MIPDOC: Australian public broadcaster ABC aims to bring down the average age of the audience for its flagship channel ABC1 with more targeted commissions and acquisitions.

Alison Baker, senior acquisitions manager non-fiction at ABC, told C21 that the network is keen to attract a younger family audience to the channel.

She said: “Traditionally ABC1 is skewed older, mainly over-55s. We’re aiming for 35- to 49-year-olds and families with children up to the age of about 15. The key is not to acquire programming that alienates that traditional older core audience.

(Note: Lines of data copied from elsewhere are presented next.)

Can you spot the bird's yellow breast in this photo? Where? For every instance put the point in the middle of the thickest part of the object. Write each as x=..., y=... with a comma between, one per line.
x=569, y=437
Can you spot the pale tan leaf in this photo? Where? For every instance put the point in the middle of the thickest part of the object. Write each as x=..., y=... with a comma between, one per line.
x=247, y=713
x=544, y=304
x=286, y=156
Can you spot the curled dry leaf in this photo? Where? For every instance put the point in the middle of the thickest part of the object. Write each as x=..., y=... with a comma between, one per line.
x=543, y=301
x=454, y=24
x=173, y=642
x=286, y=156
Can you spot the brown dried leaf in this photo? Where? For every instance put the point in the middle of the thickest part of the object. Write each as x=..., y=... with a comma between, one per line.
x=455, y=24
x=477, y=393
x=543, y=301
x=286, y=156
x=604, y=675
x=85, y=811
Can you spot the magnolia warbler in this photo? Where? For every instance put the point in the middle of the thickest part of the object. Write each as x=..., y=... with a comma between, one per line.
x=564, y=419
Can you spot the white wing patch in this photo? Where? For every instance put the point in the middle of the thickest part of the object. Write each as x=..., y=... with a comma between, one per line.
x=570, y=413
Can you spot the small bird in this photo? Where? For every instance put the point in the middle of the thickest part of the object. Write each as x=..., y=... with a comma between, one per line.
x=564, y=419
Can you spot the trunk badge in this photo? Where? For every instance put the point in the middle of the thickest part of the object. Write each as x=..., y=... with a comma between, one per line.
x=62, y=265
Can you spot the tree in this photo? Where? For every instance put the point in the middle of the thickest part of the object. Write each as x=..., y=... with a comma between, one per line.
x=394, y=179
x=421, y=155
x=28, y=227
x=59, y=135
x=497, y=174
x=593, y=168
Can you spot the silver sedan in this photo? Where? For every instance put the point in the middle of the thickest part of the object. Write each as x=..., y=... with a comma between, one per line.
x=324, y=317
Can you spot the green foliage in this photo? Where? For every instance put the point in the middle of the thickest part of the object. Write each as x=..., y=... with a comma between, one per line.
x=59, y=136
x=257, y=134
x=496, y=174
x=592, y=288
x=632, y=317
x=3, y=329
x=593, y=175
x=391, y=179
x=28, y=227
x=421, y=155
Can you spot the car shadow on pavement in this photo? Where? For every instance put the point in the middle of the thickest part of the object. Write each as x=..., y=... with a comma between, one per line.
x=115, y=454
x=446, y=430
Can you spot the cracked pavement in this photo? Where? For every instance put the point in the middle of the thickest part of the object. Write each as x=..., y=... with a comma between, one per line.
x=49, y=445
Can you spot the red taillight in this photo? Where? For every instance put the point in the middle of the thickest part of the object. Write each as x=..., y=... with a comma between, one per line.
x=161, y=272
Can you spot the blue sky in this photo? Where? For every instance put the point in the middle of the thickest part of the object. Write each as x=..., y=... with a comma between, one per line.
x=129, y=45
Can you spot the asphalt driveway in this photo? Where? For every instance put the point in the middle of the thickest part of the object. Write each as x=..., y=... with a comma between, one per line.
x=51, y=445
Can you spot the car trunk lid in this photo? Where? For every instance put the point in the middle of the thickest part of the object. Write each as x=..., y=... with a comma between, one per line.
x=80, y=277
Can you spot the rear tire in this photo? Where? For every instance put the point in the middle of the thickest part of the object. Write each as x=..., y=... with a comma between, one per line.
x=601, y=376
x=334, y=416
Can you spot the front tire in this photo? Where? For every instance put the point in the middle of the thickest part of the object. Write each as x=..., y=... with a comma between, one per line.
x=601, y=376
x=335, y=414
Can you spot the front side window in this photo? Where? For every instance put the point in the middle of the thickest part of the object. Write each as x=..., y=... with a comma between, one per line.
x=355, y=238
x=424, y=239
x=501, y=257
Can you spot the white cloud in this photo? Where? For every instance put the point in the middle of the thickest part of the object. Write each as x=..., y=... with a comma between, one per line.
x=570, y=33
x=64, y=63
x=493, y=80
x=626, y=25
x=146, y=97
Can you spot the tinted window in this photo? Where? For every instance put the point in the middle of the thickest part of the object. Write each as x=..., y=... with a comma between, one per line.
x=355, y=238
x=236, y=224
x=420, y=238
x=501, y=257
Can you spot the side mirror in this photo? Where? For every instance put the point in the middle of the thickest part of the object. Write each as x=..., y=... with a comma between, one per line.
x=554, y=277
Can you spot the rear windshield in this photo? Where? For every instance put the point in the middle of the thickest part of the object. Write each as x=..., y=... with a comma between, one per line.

“We’re looking for high-end, high-rating factual series for primetime. We’re looking for presenter-led history, science and travel. We want powerful singles and smart entertainment, and maybe a panel show. We’re not looking for more traditional history and science shows that don’t have a presenter or some kind of hook, and we’re not looking for natural history that is not blue-chip.”

Key sales opportunities also exist at the network’s younger-skewing channel ABC2 where long-running factual entertainment series and “immersive” content like Louis Theroux’s programmes are in demand, according to Baker.

Earlier Baker told delegates at MipDoc she would loved to have acquired David Attenborough’s natural history series Madagascar for ABC1, while reality series Don’t Tell The Bride and Werner Herzog’s four-parter Death Row doc would have done well on ABC2.

She added: “For ABC, the national broadcaster, funded by the tax payer, budgets are always a concern for us and they’re very tightly controlled. We need to find enough good content that will appeal to an Australian audience that falls within our budgets.”